Yaxin Zhang, a senior at Arlington High and founder of financial literacy nonprofit Project 57, surveyed around 300 of her peers on their basic financial knowledge earlier this year.
She found that nearly all surveyed students felt financial education was important, around 30% were confident in their financial literacy skills and roughly 20% were actually financially literate.
Zhang presented her findings to the Legislature’s Committee of Education during a Sept. 16 hearing on a bill to require financial education in schools, backed by nonprofits, students and educators concerned young people are entering adult life financially ill-prepared.
“These survey results are symptoms, not the diagnosis,” said Zhang during her testimony. “The financial illiteracy epidemic will continue to spread across our districts if we continue to stagnate.”
The proposed legislation calls for the establishment of a financial literacy trust fund, fed by private and public sources, which would support mandatory financial literacy courses in elementary, middle and high schools across the state.
“It’s been a long-time coming,” said Cedric Turner, founder of financial education nonprofit Empower Yourself LTD. “There have been people pushing this for years.”
A slew of bills focused on ramping up youth financial education have been pitched in the past decade, but none have successfully instituted a financial literacy requirement.
While 35 states require high school students to take a course in personal finance to graduate, Massachusetts is not one of them.
“[We are] behind the eight ball on this,” said Ian MacKay, a personal finance teacher at Arlington High. “Massachusetts prides themselves on having a strong educational system, yet we fail in this area.”
If passed, the legislation would likely impel schools to funnel resources into recruiting and training finance and economic teachers.
“There is a financial cost to it, but most states do it,” said MacKay. “Massachusetts can do it too, if they so choose.”
Squeezing another mandatory course into tightly packed student schedules may prove to be a challenge, said Michael Kozuch, director of history and social studies at Arlington High.
“If this bill was to pass, the question would become what would we give up?” said Kozuch.
Despite potential obstacles, both Kozuch and MacKay believe financial education will help reduce the number of students tangled up in financial distress and crime.

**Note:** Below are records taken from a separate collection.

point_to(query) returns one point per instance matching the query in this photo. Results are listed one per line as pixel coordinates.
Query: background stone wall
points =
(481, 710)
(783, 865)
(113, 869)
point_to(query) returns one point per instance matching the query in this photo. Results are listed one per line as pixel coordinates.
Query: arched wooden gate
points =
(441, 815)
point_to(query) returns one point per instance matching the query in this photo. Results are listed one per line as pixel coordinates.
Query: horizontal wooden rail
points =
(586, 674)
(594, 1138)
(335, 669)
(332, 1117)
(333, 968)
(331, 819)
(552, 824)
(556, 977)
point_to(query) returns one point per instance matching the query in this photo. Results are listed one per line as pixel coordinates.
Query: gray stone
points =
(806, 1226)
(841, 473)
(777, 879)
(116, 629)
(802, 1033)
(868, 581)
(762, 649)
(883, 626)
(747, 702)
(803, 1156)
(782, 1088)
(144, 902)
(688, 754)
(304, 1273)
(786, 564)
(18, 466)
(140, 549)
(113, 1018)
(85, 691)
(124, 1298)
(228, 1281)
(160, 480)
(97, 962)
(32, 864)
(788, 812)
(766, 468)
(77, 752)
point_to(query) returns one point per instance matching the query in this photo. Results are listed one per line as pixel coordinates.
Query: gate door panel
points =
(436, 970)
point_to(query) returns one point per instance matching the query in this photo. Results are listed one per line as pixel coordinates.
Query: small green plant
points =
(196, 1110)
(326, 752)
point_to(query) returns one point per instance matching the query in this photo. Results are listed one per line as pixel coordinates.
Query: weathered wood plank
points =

In 2024, New Englanders lost over $446 million to internet crime, a 43% rise from 2023, with investment fraud responsible for the largest chunk of the losses, according to the 2024 FBI internet crime report. Massachusetts residents alone reported more than $338 million in losses.
“[Students] need to understand how the system works, so they are not vulnerable to corporations that want to take advantage of them,” said Kozuch.
Arlington High currently offers two personal finance courses, Introduction to Personal Finance and The Economics of Personal Finance. The latter is a Syracuse University Dual Enrollment course introduced to the school by MacKay around seven years ago.
Between 25 to 75 students typically take a personal finance course each year, said MacKay. This year, roughly 100 students enrolled.
Zhang said she has noticed an uptick in the number of young people seeking to understand financial systems.
“[Covid-19] exposed a lot of the economic weaknesses in our system, and the financial vulnerability of many families,” she said. “As we move into the Trump administration, there’s been a lot of confusion over student loans, tariffs, inflation, and the economy.”
When students do not elect to take an economics or finance class, they are left to learn about money from their parents.
MacKay said this can lead to significant equity issues, as children with financially irresponsible parents and no access to a basic financial education tend to inherit poor money habits.
“It’s the students who don’t think about money, who don’t care about money, they are more likely to find themselves in financial distress in their lives,” said MacKay. “I need to reach the students who aren’t being taught at home.”